Given the depth of field, Barnes’ nine-shot win was hailed more impressive than Willie Smith’s 11-stroke triumph at the 1899 U.S. Open.
As Barnes putted out on the final green, Harding was waiting to present the championship trophy. At the exchange, Harding said, “Congratulations, partner.”
Two days after the U.S. Open ended, Barnes was invited to have lunch with Harding at the White House.
Barnes would never win another U.S. Open, but he finished off his Hall of Fame career by winning the British Open title in 1925.
GONE, BUT HARDLY FORGOTTEN
Philip Rowe, who was considered the next great player out of Cornwall and is now an assistant men’s golf coach at UNLV, said Barnes’ legacy in his place of birth is very much alive.
“They are always looking out for who the next Jim Barnes is,’ ” said Rowe.
“There is a big-framed caricature of him above the bar. … He is an absolute giant.”
Back in Tacoma, connections to Barnes are few. A few years ago, Bridge met Dr. Joseph Manda — Barnes’ grandson — who showed up unannounced at Tacoma C&GC to visit the site Barnes once called home.
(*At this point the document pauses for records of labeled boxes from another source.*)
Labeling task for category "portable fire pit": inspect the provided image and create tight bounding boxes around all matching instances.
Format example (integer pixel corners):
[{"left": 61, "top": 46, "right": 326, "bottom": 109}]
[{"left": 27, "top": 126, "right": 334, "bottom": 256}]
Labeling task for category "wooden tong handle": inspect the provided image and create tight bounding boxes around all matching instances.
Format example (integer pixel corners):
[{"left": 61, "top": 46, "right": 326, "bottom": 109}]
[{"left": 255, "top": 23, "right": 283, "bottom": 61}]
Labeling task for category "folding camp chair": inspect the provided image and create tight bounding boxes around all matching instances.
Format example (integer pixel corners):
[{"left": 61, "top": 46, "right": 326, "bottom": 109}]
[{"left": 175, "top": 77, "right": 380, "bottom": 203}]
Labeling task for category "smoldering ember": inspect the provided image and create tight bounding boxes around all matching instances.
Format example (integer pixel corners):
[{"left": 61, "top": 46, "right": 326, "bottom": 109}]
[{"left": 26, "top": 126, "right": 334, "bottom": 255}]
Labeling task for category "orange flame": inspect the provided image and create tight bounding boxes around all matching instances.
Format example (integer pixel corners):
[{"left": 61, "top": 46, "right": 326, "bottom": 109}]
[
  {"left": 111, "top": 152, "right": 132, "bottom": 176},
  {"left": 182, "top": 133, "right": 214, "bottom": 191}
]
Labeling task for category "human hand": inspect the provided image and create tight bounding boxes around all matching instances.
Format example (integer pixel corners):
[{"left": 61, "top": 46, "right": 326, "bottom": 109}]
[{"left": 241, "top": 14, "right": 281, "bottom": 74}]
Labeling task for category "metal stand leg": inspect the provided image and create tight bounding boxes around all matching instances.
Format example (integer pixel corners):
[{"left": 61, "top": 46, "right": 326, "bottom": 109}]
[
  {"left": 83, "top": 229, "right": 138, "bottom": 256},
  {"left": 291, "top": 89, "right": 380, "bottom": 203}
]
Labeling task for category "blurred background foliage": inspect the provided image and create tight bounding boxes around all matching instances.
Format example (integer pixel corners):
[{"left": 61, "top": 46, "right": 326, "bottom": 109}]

“He asked me if I knew who Jim Barnes was,” Bridge said. “I said, ‘Turn around (to see the photo on the wall).’ He was pretty excited that we had not forgotten who Barnes was.”
Kachmarek has started piecing Tacoma C&GC’s long and rich history together in a scrapbook. It is nearly 1,000 pages of hand-written notes and old photos he has found.
“I am intrigued by all of it,” Kachmarek said. “And Jim Barnes is a cool part of it.”